Se in questi esempi la materia è ancora informe e fluttuante, sembra invece trovare un punto di arrivo nel 2017 con Philadelphia. Qui, la parola scritta (il titolo del quadro, nonché città nella quale Lynch si è formato artisticamente), diventa un fiotto biancastro che esce dalla bocca del soggetto, una figura dinoccolata che si aggira – possiamo presumere – tra le vie della città invocandone il nome. Il supporto nel quale la parola si inscrive, tuttavia, suggerisce di essere di natura completamente altra rispetto all’etereo fumetto al quale pure rimanda; è piuttosto un oggetto dotato di una solidità assoluta, dai contorni perfettamente definiti, che non lascia margine al fluttuare del senso, al suo possibile carattere nebbioso, alla sua – ormai si può ben dire – dimensione lynchana.

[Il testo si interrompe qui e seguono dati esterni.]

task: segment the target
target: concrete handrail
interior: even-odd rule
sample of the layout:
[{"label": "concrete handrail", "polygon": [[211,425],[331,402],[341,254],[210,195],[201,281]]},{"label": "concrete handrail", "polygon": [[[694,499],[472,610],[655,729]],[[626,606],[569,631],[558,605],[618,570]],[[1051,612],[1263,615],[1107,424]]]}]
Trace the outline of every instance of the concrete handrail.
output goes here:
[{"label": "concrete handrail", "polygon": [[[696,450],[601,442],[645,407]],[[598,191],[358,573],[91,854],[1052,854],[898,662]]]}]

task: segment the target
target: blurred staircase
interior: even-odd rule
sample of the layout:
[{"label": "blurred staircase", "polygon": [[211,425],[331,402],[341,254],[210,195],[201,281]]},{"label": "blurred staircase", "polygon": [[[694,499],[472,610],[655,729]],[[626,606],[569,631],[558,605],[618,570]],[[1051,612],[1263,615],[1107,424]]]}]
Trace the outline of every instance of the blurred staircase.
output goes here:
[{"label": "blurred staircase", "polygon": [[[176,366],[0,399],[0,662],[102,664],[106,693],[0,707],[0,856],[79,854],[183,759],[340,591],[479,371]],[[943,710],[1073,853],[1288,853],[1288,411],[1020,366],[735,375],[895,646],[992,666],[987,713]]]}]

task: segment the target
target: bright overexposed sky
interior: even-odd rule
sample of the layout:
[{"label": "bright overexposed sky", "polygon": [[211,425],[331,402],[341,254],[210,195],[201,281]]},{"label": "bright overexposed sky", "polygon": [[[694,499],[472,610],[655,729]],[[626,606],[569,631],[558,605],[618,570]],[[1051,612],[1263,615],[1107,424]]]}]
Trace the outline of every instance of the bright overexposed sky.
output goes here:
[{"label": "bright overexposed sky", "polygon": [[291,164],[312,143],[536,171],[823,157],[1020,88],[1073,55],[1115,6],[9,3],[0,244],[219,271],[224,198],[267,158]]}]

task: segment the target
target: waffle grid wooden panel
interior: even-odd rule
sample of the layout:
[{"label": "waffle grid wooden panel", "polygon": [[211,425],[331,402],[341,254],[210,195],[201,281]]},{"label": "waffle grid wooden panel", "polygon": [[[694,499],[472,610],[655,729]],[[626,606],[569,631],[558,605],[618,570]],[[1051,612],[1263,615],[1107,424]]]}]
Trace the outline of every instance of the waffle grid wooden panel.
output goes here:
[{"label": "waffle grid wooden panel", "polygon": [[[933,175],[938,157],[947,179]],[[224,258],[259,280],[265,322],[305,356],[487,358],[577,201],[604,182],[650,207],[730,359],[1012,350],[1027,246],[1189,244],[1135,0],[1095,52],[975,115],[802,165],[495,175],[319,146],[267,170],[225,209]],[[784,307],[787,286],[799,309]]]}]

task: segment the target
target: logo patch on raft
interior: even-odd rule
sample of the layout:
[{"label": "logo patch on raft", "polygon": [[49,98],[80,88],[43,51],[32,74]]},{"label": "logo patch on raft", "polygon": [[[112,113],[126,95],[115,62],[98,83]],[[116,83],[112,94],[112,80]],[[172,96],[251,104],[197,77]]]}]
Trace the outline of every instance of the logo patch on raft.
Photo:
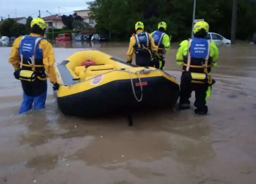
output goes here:
[{"label": "logo patch on raft", "polygon": [[98,85],[102,81],[102,80],[103,80],[103,75],[101,75],[92,79],[91,81],[91,84],[92,85]]}]

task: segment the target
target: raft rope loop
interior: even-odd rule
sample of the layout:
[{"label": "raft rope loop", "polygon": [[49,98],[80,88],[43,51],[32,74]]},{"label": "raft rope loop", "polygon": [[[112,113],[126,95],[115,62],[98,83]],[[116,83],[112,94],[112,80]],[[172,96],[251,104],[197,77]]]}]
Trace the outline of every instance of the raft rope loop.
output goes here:
[{"label": "raft rope loop", "polygon": [[[96,76],[95,76],[91,78],[90,79],[89,79],[86,80],[83,80],[82,81],[80,81],[80,82],[76,82],[74,84],[71,84],[68,85],[68,84],[59,84],[60,86],[68,86],[69,88],[70,88],[71,87],[72,87],[72,86],[74,85],[75,85],[76,84],[79,84],[80,83],[82,83],[82,82],[86,82],[86,81],[90,80],[92,80],[94,78],[96,78],[96,77],[97,77],[100,75],[104,75],[105,74],[106,74],[108,73],[110,73],[110,72],[114,72],[115,71],[120,71],[121,72],[128,72],[129,73],[129,75],[130,77],[130,79],[131,79],[131,83],[132,84],[132,92],[133,94],[133,95],[134,95],[134,97],[135,97],[135,98],[136,99],[137,101],[138,102],[140,102],[142,100],[142,98],[143,97],[143,88],[142,87],[142,84],[141,83],[141,81],[140,80],[140,73],[142,73],[143,74],[148,74],[150,72],[156,72],[157,71],[161,71],[161,72],[163,72],[163,71],[162,70],[160,69],[156,69],[155,70],[150,70],[149,68],[147,68],[146,69],[143,69],[142,70],[140,70],[139,71],[137,71],[135,72],[132,72],[128,68],[126,69],[127,70],[120,70],[119,69],[116,69],[115,70],[111,70],[111,71],[109,71],[108,72],[107,72],[104,73],[102,73],[102,74],[100,74]],[[140,82],[140,90],[141,92],[141,95],[140,96],[140,99],[139,99],[138,97],[137,97],[137,95],[136,95],[136,93],[135,92],[135,90],[134,89],[134,85],[133,85],[133,81],[132,80],[132,74],[136,74],[137,75],[138,79],[139,80],[139,82]],[[165,73],[165,74],[167,74]],[[172,76],[169,74],[168,74],[168,75],[169,76],[171,76],[171,77],[173,77],[174,79],[176,79],[176,77],[175,76]]]},{"label": "raft rope loop", "polygon": [[151,70],[149,69],[147,69],[146,70],[141,70],[135,72],[135,73],[137,74],[137,76],[138,76],[138,79],[139,79],[139,81],[140,82],[140,91],[141,92],[141,95],[140,96],[140,99],[138,98],[137,96],[136,95],[136,93],[135,92],[135,89],[134,88],[134,85],[133,85],[133,82],[132,81],[132,73],[129,69],[128,69],[128,72],[129,72],[129,75],[130,77],[130,79],[131,79],[131,83],[132,84],[132,92],[133,93],[133,95],[134,95],[135,98],[136,99],[136,100],[138,101],[138,102],[140,102],[142,100],[142,98],[143,98],[143,88],[142,87],[141,81],[141,80],[140,80],[140,73],[141,73],[145,74],[148,74],[150,73],[150,72],[151,71]]}]

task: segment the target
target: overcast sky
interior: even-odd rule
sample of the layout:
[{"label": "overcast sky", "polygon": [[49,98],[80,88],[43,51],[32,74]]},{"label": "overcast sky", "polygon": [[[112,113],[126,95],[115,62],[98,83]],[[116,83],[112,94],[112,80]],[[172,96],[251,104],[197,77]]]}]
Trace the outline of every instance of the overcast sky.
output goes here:
[{"label": "overcast sky", "polygon": [[50,15],[48,10],[52,14],[70,14],[72,11],[86,9],[86,2],[92,0],[0,0],[0,17],[7,18],[25,17],[33,18],[39,15],[41,17]]}]

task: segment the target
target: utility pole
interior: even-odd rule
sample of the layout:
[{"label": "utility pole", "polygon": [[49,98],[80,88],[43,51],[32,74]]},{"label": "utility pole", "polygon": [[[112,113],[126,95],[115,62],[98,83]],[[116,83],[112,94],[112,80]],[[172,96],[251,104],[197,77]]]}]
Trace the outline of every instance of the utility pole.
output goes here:
[{"label": "utility pole", "polygon": [[231,43],[234,44],[236,41],[236,15],[237,10],[237,0],[233,0],[232,8],[232,20],[231,22]]},{"label": "utility pole", "polygon": [[193,34],[193,29],[194,28],[195,24],[195,17],[196,14],[196,0],[194,0],[194,6],[193,9],[193,20],[192,20],[192,29],[191,30],[191,38],[193,38],[194,37]]},{"label": "utility pole", "polygon": [[[46,12],[48,12],[51,15],[52,15],[52,13],[48,11],[46,11]],[[53,27],[53,19],[52,19],[52,45],[54,46],[54,28]]]}]

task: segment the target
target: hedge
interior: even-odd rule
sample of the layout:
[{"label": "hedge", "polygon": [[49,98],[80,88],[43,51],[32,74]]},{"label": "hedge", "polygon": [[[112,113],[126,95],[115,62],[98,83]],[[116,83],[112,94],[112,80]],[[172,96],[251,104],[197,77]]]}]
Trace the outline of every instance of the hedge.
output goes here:
[{"label": "hedge", "polygon": [[[62,30],[58,31],[54,31],[53,30],[53,36],[54,38],[55,38],[58,35],[60,34],[70,34],[70,37],[71,38],[71,34],[74,33],[74,31],[72,30]],[[47,39],[49,40],[52,39],[52,32],[51,31],[51,32],[49,32],[46,34],[46,36],[47,37]]]}]

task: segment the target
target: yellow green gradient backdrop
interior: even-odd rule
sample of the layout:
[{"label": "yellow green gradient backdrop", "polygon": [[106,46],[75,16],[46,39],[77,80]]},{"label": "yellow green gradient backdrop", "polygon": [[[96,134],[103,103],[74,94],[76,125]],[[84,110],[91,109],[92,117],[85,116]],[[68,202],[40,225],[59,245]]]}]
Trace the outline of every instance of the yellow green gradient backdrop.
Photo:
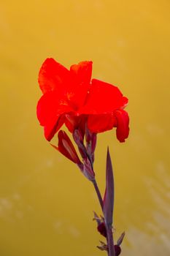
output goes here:
[{"label": "yellow green gradient backdrop", "polygon": [[92,60],[93,77],[129,98],[129,138],[98,135],[96,178],[103,194],[109,145],[122,255],[169,255],[169,0],[1,1],[1,256],[106,255],[96,247],[91,184],[36,120],[47,57],[67,67]]}]

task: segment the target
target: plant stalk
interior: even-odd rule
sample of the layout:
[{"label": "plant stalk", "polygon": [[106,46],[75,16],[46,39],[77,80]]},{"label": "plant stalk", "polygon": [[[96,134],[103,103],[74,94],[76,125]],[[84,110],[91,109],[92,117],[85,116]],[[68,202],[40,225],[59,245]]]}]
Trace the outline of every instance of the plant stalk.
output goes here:
[{"label": "plant stalk", "polygon": [[108,245],[108,250],[109,256],[115,256],[115,246],[114,246],[114,241],[113,241],[113,234],[112,234],[112,227],[107,227],[107,245]]},{"label": "plant stalk", "polygon": [[98,199],[98,201],[100,203],[101,208],[101,210],[102,210],[102,212],[103,212],[104,203],[103,203],[103,199],[101,197],[101,192],[100,192],[100,190],[98,189],[97,182],[96,182],[96,179],[92,181],[92,182],[93,182],[93,186],[94,186],[94,188],[95,188],[96,192],[97,194]]}]

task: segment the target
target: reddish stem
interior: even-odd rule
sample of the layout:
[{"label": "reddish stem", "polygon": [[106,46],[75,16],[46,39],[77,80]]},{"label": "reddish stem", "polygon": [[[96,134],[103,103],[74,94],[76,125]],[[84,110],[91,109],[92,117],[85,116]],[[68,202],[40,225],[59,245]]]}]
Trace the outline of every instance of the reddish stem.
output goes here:
[{"label": "reddish stem", "polygon": [[96,192],[98,199],[98,201],[99,201],[100,205],[101,205],[101,210],[103,211],[104,203],[103,203],[103,199],[101,197],[101,192],[100,192],[100,190],[98,189],[97,182],[96,182],[96,179],[93,180],[92,182],[93,182],[93,186],[94,186],[95,190]]}]

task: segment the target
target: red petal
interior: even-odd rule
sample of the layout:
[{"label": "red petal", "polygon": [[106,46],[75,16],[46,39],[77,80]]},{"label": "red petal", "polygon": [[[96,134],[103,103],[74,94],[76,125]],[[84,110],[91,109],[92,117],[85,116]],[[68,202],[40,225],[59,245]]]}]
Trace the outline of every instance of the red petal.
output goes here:
[{"label": "red petal", "polygon": [[112,129],[115,125],[116,119],[112,113],[90,115],[88,118],[88,127],[95,133]]},{"label": "red petal", "polygon": [[82,61],[70,67],[70,72],[79,83],[90,83],[92,73],[92,61]]},{"label": "red petal", "polygon": [[92,61],[82,61],[70,67],[72,81],[67,96],[76,110],[85,104],[90,87],[91,72]]},{"label": "red petal", "polygon": [[53,138],[64,123],[63,114],[72,110],[66,100],[60,99],[62,98],[62,95],[53,91],[44,94],[38,102],[37,117],[40,124],[45,127],[45,135],[47,140]]},{"label": "red petal", "polygon": [[79,113],[87,114],[107,113],[117,108],[124,108],[127,103],[128,99],[123,97],[117,87],[93,79],[86,104]]},{"label": "red petal", "polygon": [[59,89],[63,90],[69,79],[69,71],[52,58],[45,61],[39,73],[39,84],[43,94]]},{"label": "red petal", "polygon": [[123,110],[115,110],[114,113],[117,119],[117,138],[120,142],[125,142],[129,134],[128,114]]}]

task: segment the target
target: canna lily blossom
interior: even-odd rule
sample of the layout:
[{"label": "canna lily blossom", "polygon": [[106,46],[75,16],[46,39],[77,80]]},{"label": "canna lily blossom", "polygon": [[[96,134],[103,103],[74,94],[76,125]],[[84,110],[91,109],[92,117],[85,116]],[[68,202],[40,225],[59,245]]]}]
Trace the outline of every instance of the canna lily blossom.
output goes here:
[{"label": "canna lily blossom", "polygon": [[[116,127],[117,138],[128,136],[128,116],[124,110],[128,99],[117,87],[91,80],[92,61],[82,61],[67,69],[53,59],[47,59],[39,74],[42,97],[37,105],[37,117],[45,136],[52,140],[65,124],[73,133],[85,124],[93,133]],[[84,135],[82,132],[82,135]]]}]

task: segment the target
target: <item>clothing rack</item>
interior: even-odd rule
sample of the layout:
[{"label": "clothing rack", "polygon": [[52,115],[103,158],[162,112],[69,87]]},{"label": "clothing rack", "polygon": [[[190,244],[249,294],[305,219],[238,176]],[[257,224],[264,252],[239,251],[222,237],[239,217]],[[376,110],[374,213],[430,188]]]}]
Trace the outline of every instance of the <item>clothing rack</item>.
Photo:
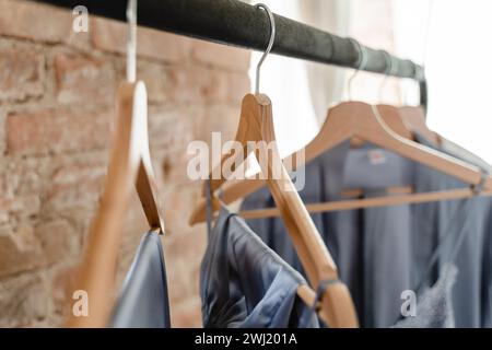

Ma a cosa rimanda il nome di una città? Ecco che, con un ultimo guizzo, ritorniamo nel cortocircuito tra il visibile e il dicibile dal quale siamo partiti.

La perfetta coincidenza tra la parola e la cosa, anziché rafforzare lo statuto di realtà di entrambe, spalanca una faglia ricorsiva tra gli spazi al di qua e al di là della rappresentazione. Quella vertigine provata all’inizio del percorso, quel gioco di incassature che elide il confine tra interno ed esterno (tipico di tutta l’opera di Lynch), si ritrova ora nell’apparente coincidenza di termini che tuttavia non possono nascondere le continue smarginature tra livelli di realtà incommensurabili. La parola allora diviene per il Lynch artista figurativo (quella forma espressiva, cioè, che ha sempre dovuto confrontarsi con l’assenza del suono) la specifica chiave di accesso a mondi distanti e eterogenei eppure uniti da un passaggio segreto, un collegamento sotterraneo che deve essere scoperto, o dal quale non bisogna farsi scoprire. Che quel mondo sia il nostro doppio malvagio, o che sia un pianeta distante, non è dato sapersi. Ma forse, in fondo, non è poi una differenza così determinante.

Riferimenti bibliografici
G. Deleuze, Francis Bacon. Logica della sensazione, Quodlibet, Macerata 2007.
D. Lynch, Someone is in my House, a cura di S. Huijts, con saggi di M. Chabon, P. Giloy-Hirtz e K. McKenna, Prestel, Monaco-Londra-New York 2018.
D. Lynch e K. McKenna, Lo spazio dei sogni, Mondadori, Milano 2018.
G. Olson, David Lynch: Beautiful Dark, The Scarecrow Press, Toronto-Plymouth 2008.